Strong Enough (Tall, Dark, and Dangerous #1)(56)
I try to lift one leaden arm, to reach out toward him even though some part of my mind knows he isn’t there, but I can’t. It weighs too much. Just like it did that day long ago when Jeremy drifted away. Away from shore, away from me, away from life. I couldn’t move, couldn’t go back in and drag him out again. I just . . . couldn’t. Just like I can’t now.
My feet are surely cemented to the dock, my legs made of iron. The only things that are working are my vital organs and my thoughts. And damn those thoughts!
I close the eyes that play tricks on me, but what I see is no different. Still, hanging there in the water, is my brother. The vision is seared into my mind. It’s inescapable. My past, my life, who I am is inescapable. And if I can’t overcome it, there will always be more casualties of it. Of me. Of the monster.
Casualties.
Muse.
I open my eyes to the small boat bobbing in the cove. I can barely make out Muse’s face, but I can see enough of it to know something is wrong. Terribly, terribly wrong. And not just because her life is in danger. It’s something else.
I see the flash of moonlight on a muzzle as her captor, a guy who looks a lot like the picture I saw of her ex, presses a pistol to her temple. Muse’s eyes widen, but she shows no other reaction. She just looks . . . shocked.
But she’ll soon look dead if I don’t get to her. If I can’t get to her.
My heart rate speeds. My breathing becomes labored. A twitch starts in the fingers of my left hand, the hand that held so tight to my brother’s arm as I dragged him along behind me.
I have a choice to make, a choice with dire consequences one way or the other.

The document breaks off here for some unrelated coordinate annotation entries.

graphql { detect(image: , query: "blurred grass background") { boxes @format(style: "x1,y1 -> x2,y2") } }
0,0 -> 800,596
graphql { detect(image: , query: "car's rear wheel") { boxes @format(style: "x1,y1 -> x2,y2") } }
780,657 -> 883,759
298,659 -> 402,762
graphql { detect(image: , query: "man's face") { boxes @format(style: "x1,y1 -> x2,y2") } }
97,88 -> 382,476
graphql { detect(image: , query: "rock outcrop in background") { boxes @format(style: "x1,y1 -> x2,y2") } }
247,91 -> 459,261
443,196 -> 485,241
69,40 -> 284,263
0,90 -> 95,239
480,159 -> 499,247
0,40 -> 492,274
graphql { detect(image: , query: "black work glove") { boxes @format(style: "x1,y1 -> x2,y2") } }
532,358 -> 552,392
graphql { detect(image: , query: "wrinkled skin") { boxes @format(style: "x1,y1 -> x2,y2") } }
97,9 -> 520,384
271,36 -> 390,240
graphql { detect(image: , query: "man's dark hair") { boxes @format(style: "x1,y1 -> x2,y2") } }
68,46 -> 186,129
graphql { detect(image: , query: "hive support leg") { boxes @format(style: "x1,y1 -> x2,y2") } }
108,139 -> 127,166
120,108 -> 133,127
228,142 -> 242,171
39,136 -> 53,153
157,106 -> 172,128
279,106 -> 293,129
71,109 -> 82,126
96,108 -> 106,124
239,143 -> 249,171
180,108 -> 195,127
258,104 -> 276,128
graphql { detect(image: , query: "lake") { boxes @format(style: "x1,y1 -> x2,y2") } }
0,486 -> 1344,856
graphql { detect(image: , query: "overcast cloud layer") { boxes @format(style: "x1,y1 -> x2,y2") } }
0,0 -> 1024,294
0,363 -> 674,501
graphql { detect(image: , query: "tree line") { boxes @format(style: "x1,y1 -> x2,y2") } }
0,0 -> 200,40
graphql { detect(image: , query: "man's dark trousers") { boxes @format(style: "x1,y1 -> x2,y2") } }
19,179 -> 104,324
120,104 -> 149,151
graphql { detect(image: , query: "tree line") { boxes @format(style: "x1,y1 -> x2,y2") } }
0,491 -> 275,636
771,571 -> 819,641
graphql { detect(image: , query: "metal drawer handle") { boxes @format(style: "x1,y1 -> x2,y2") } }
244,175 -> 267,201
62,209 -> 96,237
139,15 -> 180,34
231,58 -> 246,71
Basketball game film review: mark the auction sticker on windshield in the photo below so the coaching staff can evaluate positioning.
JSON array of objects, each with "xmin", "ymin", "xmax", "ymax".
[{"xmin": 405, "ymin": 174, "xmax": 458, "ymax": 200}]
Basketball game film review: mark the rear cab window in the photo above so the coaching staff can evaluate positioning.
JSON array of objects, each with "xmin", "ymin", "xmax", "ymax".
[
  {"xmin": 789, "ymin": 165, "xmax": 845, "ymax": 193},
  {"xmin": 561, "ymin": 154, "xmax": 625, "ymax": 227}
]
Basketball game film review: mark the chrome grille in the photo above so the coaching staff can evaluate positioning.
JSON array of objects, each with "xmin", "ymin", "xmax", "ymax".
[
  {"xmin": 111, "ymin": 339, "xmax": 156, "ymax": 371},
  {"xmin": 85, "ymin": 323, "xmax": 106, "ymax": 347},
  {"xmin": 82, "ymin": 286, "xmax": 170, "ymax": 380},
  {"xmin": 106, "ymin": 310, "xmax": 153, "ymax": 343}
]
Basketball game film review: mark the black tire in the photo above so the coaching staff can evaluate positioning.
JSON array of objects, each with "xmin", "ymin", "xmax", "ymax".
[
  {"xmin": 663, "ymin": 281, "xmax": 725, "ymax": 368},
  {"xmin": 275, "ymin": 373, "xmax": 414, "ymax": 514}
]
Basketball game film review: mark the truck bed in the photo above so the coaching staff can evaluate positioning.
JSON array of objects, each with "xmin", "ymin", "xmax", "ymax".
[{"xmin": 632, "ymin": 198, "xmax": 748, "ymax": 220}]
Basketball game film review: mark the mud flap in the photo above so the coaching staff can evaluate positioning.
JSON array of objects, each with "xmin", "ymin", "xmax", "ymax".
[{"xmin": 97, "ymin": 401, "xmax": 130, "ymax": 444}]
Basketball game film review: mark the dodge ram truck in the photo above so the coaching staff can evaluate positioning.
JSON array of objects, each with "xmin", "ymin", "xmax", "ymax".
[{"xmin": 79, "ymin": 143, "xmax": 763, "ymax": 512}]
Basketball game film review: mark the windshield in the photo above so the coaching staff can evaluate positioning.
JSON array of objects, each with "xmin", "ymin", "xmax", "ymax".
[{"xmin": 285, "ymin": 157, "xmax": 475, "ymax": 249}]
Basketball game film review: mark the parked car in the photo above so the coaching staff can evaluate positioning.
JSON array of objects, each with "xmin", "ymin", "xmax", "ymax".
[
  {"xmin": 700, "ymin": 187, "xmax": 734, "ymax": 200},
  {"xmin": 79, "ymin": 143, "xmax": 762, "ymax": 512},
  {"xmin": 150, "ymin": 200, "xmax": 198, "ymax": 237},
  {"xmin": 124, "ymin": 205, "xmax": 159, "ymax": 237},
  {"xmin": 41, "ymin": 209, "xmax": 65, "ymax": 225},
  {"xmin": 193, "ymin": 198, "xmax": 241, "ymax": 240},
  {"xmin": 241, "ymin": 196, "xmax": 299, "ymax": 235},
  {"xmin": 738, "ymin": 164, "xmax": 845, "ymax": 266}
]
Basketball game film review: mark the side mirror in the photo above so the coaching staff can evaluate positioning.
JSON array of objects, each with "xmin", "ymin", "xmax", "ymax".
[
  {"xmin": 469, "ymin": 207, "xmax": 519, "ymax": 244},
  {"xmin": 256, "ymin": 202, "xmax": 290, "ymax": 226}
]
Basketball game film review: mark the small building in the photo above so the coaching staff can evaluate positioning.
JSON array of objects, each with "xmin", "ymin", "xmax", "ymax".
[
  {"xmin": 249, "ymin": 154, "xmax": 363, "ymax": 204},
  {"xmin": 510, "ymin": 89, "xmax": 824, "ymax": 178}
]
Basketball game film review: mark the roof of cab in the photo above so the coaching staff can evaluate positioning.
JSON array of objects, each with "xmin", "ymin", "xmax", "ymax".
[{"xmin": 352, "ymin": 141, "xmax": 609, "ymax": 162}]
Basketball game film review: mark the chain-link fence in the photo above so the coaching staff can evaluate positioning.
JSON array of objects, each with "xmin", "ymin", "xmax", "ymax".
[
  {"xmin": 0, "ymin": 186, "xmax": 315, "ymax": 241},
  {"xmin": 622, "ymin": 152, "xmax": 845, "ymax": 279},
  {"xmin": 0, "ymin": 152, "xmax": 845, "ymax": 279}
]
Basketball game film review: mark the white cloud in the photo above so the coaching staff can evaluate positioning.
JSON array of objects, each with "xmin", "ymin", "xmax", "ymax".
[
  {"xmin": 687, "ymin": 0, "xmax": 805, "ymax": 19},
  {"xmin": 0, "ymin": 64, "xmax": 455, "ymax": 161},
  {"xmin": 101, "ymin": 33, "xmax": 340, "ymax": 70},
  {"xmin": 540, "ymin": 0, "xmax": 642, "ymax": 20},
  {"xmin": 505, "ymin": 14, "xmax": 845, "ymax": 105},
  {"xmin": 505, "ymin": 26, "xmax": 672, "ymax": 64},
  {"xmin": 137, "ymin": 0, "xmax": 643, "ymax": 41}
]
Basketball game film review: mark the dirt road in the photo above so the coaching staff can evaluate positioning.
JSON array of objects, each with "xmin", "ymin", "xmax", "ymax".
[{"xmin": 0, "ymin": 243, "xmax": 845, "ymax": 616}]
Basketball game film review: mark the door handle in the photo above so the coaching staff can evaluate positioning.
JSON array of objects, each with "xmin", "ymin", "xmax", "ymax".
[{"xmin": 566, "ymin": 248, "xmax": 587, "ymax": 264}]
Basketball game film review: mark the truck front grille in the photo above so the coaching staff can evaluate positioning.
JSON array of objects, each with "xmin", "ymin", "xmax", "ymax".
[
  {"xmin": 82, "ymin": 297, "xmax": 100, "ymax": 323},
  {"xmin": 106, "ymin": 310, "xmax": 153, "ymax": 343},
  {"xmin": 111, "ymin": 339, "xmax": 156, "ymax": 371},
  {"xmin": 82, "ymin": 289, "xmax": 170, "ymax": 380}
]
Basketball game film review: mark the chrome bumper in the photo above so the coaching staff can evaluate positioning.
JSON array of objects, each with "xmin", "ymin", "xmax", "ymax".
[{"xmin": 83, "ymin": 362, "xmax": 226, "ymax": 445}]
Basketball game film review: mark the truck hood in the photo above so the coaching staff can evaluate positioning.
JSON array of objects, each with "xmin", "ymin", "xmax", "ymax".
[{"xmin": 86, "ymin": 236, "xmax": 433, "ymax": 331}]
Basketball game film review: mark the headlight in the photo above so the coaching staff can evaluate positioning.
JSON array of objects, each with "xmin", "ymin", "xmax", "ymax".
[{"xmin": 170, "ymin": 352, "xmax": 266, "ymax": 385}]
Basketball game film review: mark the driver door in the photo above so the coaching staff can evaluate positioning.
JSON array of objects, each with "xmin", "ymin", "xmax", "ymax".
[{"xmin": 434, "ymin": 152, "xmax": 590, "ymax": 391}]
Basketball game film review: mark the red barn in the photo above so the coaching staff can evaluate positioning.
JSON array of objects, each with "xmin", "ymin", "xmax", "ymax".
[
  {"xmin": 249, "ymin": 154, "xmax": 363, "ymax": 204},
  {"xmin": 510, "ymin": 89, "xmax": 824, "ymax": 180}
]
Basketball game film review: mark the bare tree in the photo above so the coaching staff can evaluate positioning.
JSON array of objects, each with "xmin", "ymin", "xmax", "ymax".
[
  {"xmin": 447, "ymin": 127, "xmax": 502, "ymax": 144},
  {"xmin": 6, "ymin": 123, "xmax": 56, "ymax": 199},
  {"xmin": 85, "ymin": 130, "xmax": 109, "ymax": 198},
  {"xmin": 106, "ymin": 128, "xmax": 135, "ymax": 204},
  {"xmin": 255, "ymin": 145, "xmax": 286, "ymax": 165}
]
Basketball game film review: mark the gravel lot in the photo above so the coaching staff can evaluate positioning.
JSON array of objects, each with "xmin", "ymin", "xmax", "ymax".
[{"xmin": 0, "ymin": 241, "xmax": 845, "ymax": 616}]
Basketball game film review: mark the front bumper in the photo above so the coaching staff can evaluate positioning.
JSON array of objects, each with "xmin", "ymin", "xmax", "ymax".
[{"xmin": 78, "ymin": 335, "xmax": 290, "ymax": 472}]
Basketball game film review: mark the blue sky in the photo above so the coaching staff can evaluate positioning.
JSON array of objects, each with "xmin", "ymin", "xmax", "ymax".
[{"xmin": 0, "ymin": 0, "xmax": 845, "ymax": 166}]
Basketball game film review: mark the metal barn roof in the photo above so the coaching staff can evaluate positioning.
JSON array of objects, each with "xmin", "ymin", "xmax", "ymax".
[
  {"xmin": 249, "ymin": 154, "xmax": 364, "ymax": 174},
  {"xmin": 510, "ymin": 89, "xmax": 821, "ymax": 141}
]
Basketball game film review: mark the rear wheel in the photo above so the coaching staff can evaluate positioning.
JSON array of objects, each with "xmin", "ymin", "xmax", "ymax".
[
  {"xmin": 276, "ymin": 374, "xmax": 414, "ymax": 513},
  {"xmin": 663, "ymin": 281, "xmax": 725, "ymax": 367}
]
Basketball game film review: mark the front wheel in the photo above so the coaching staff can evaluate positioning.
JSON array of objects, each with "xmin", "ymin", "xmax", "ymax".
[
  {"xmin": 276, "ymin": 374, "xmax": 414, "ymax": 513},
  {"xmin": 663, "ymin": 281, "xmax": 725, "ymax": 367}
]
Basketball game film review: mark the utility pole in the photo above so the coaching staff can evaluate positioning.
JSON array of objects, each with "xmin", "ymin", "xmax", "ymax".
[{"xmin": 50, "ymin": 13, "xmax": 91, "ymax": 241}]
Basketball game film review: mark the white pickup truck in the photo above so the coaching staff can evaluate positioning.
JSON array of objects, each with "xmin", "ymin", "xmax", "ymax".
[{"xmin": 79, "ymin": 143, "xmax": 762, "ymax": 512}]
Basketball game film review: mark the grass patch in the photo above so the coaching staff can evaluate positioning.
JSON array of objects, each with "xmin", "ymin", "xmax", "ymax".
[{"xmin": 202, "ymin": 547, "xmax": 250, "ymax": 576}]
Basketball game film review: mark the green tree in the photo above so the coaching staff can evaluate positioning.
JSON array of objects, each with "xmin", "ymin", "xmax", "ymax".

I could drown trying to get to Muse. My muscles could seize, fall victim to the power of my mind. Or I could stand here and watch someone take her life. Take the life of the only person who’s been able to penetrate the thick scar tissue that surrounds my cold heart.
Or I could swim out and get her. I could save her. Like she’s been saving me, little by little, day by day.
“You’re a coward, King. I had hoped for better,” the guy calls across the lake to me. Then, before my sleeping limbs can wake, he turns his gun toward me and fires.
TWENTY-NINE
Muse
The gunshot is not what makes me scream. It’s the violent jerk of Jasper’s left shoulder followed by his headfirst tumble into the lake that rips the sound from my throat.
“Noooo!” I cry, standing up so quickly that the boat tips precariously toward the black water. “Jasperrrr!”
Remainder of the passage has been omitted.